Fabulous Adventures In Coding

Eric Lippert's Blog

Path Finding Using A* in C# 3.0, Part Three

In order to make the A* algorithm work we need to get the lowest-estimated-cost-path-discovered-so-far out of the list of paths under consideration. The standard data structure for doing so is called a “priority queue”. Priority queues are so-called because they are typically used to store a list of jobs where each job has an associated priority.

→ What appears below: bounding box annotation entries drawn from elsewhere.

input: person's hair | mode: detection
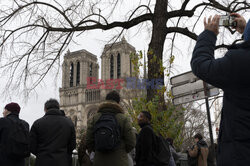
[106,90,120,104]
[141,111,152,121]
[166,138,174,146]
[194,133,203,140]
[44,99,59,110]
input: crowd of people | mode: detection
[0,13,250,166]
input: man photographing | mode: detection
[191,13,250,166]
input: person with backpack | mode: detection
[188,133,208,166]
[86,91,136,166]
[30,99,76,166]
[166,138,180,166]
[135,111,170,166]
[0,102,30,166]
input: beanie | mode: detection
[4,102,21,113]
[243,20,250,41]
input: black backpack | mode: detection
[5,118,30,159]
[94,113,120,152]
[153,135,171,166]
[188,144,201,166]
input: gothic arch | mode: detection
[86,105,98,119]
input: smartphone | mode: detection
[219,16,237,27]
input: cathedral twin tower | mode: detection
[59,38,140,130]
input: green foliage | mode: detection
[129,96,184,147]
[128,49,184,148]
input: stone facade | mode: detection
[59,38,144,134]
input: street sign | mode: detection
[170,71,219,105]
[170,71,219,161]
[173,88,219,105]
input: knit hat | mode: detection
[243,20,250,41]
[4,102,21,113]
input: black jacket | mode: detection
[191,30,250,166]
[30,109,76,166]
[135,124,155,166]
[0,113,29,166]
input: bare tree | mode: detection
[0,0,250,100]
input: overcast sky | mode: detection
[0,0,248,125]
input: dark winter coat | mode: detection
[30,109,76,166]
[135,124,155,166]
[86,101,136,166]
[188,140,209,166]
[0,113,29,166]
[191,30,250,166]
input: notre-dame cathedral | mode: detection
[59,37,145,134]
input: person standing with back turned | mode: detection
[30,99,76,166]
[191,13,250,166]
[0,102,30,166]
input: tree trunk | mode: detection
[147,0,168,106]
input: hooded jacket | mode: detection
[0,113,29,166]
[191,22,250,166]
[86,101,136,166]
[30,109,76,166]
[188,140,208,166]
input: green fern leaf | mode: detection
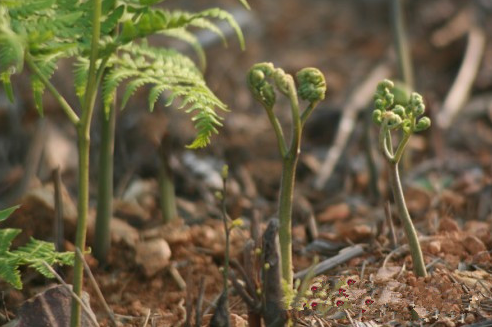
[0,72,14,103]
[12,238,75,278]
[0,256,22,290]
[0,228,21,256]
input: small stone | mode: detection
[407,276,417,287]
[473,251,491,265]
[439,217,460,232]
[317,202,350,223]
[135,238,171,277]
[463,235,487,255]
[465,313,475,324]
[13,285,96,327]
[427,241,441,255]
[110,217,139,248]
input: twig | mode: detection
[294,244,365,278]
[142,309,150,327]
[314,63,390,190]
[195,276,205,327]
[391,0,415,91]
[384,201,398,249]
[437,26,487,130]
[229,270,258,309]
[42,260,99,327]
[75,248,117,326]
[262,219,287,327]
[169,264,186,291]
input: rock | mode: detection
[317,202,350,223]
[12,285,96,327]
[463,235,487,255]
[113,200,151,228]
[439,217,460,232]
[202,313,248,327]
[427,241,441,255]
[135,238,171,277]
[110,217,139,248]
[463,220,491,244]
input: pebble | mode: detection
[135,238,171,277]
[463,235,487,255]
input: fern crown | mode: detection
[0,0,248,148]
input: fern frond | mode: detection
[0,255,22,289]
[119,6,244,49]
[12,238,75,278]
[103,44,227,148]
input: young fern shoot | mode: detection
[247,63,326,289]
[372,80,431,276]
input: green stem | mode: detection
[391,0,414,90]
[265,108,287,157]
[26,53,79,126]
[70,0,101,327]
[94,104,116,264]
[301,101,318,126]
[393,133,412,164]
[70,126,90,327]
[279,156,297,286]
[389,163,427,277]
[379,123,394,162]
[278,86,302,289]
[221,177,231,326]
[159,147,177,223]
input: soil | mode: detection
[0,0,492,326]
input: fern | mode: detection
[102,44,227,148]
[0,206,74,289]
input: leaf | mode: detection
[0,205,20,221]
[0,72,14,103]
[0,257,22,290]
[0,228,21,255]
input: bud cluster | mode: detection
[372,80,431,134]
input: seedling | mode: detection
[0,206,74,289]
[372,80,431,276]
[247,63,326,289]
[0,0,244,327]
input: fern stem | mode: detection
[265,108,287,157]
[26,53,80,126]
[389,162,427,277]
[70,0,101,327]
[279,87,302,289]
[94,104,117,264]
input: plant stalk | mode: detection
[70,131,90,327]
[279,155,298,287]
[70,0,102,327]
[389,162,427,277]
[159,133,178,223]
[159,155,177,223]
[94,103,116,264]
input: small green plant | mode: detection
[247,63,326,289]
[0,206,74,289]
[372,80,431,276]
[0,0,245,327]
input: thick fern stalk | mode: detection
[70,0,101,327]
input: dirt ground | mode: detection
[0,0,492,327]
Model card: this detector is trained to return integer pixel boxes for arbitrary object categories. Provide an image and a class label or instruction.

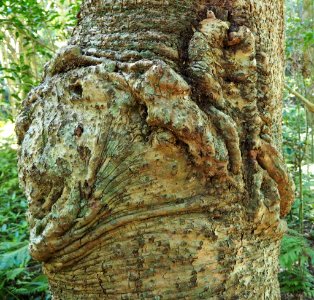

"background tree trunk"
[17,0,293,299]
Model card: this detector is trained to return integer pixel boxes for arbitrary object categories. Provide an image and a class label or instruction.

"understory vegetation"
[0,0,314,299]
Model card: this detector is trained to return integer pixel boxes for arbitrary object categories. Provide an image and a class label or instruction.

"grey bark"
[17,0,293,299]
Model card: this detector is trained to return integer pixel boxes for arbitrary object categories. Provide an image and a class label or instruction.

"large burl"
[16,4,293,299]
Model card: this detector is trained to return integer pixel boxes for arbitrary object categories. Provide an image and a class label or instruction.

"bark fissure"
[16,0,293,299]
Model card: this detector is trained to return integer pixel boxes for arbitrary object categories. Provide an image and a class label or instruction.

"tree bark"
[16,0,293,299]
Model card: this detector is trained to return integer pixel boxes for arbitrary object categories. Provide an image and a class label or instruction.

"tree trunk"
[16,0,293,299]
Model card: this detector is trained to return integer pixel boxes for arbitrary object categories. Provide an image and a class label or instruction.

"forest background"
[0,0,314,299]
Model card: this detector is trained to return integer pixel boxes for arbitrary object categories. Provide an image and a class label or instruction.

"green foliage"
[279,230,314,297]
[0,141,49,300]
[0,0,80,120]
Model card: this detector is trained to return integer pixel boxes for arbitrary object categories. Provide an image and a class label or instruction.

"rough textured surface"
[16,0,293,299]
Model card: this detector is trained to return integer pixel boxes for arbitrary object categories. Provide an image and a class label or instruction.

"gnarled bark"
[17,0,293,299]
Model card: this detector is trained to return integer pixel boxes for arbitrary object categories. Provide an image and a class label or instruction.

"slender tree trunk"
[17,0,293,299]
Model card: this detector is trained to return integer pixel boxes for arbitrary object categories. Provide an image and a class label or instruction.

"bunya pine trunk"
[16,0,293,300]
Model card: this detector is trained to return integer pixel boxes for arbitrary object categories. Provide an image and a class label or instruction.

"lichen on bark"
[16,0,293,299]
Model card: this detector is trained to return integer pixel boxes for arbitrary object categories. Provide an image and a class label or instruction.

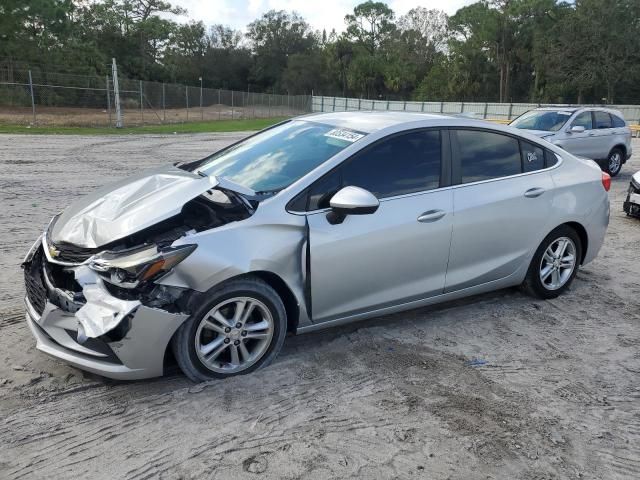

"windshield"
[198,120,364,192]
[511,110,572,132]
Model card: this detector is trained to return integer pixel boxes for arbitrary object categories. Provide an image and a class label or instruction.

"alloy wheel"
[195,297,274,374]
[539,237,576,290]
[609,151,622,175]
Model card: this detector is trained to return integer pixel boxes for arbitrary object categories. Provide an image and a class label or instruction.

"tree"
[247,10,317,89]
[345,0,396,55]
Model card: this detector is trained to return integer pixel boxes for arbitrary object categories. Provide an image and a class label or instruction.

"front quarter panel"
[158,205,309,326]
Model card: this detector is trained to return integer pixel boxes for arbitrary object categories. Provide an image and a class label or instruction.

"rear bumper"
[25,298,187,380]
[582,195,610,265]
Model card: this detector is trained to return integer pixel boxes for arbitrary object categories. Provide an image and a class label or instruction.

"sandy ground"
[0,134,640,480]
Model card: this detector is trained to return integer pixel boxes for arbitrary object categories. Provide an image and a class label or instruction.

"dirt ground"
[0,134,640,480]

Now, there’s a bit of a semantic problem with priority queues in that we typically think of “priority 1” as being higher priority than “priority 2”, even though 1 is a smaller number than 2. Fortunately for us, that is exactly what we want in this case; the “highest priority” path is the one with the least estimated cost.

There are lots of ways to implement priority queues – I have a nice example of an immutable priority queue that I’ll probably blog about at some point, but for now, let’s go with an old-fashioned mutable priority queue.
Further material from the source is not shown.